AI Coding Assistants¶

Kreuzberg ships with an Agent Skill that teaches AI coding assistants how to use the library correctly. The skill provides comprehensive API knowledge for Python, Node.js/TypeScript, Rust, and CLI, covering extraction, configuration, OCR, chunking, embeddings, batch processing, error handling, and plugins.

What Are Agent Skills?¶

Agent Skills are structured knowledge files that follow the open Agent Skills standard. They are automatically discovered by AI coding assistants and provide context about how to use a library, its APIs, and best practices. Unlike traditional documentation, skills are optimized for AI consumption with progressive disclosure: a concise main file for common tasks, with detailed reference files loaded on demand.

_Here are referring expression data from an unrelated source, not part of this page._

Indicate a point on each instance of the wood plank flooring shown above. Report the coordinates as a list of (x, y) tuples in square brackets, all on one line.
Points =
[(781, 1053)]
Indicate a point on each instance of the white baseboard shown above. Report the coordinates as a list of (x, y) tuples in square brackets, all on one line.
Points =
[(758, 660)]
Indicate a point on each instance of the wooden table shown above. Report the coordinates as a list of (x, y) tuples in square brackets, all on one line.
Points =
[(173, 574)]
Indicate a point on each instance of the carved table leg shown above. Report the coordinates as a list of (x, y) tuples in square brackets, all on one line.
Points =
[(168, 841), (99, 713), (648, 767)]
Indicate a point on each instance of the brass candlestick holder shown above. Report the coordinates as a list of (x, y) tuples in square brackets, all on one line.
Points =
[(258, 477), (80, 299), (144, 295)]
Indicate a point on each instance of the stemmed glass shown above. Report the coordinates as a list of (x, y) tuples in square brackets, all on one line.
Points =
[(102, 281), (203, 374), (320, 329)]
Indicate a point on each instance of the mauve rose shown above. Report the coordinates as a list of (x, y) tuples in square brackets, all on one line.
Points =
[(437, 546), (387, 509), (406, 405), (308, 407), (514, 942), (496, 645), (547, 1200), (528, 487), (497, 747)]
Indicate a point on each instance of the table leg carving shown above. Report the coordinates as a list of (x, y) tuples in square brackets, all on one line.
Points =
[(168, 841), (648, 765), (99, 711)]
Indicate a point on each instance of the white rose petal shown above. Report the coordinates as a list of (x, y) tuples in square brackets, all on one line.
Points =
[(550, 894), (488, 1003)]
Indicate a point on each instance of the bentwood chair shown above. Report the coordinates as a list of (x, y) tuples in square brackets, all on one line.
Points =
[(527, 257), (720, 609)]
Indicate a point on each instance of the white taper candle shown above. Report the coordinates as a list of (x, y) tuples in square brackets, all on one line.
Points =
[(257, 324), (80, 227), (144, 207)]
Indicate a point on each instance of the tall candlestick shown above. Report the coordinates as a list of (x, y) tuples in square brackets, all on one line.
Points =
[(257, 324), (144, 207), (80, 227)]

Supported AI Coding Assistants¶

The Kreuzberg skill works with any tool supporting the Agent Skills standard:

Claude Code (Anthropic)
Codex (OpenAI)
Gemini CLI (Google)
Cursor
VS Code (with AI extensions)
Amp
Goose
Roo Code

What the Skill Covers¶

The main skill file (skills/kreuzberg/SKILL.md) provides quick-start guidance for all four primary interfaces. Detailed reference files are available for deep dives into specific topics.

Extraction Flows¶

The skill covers all extraction patterns across languages:

PythonNode.jsRustCLI

from kreuzberg import extract_file, extract_file_sync

# Async extraction
result = await extract_file("document.pdf")
print(result.content)       # Extracted text
print(result.metadata)      # Document metadata
print(result.tables)        # Structured tables

# Sync extraction
result = extract_file_sync("document.pdf")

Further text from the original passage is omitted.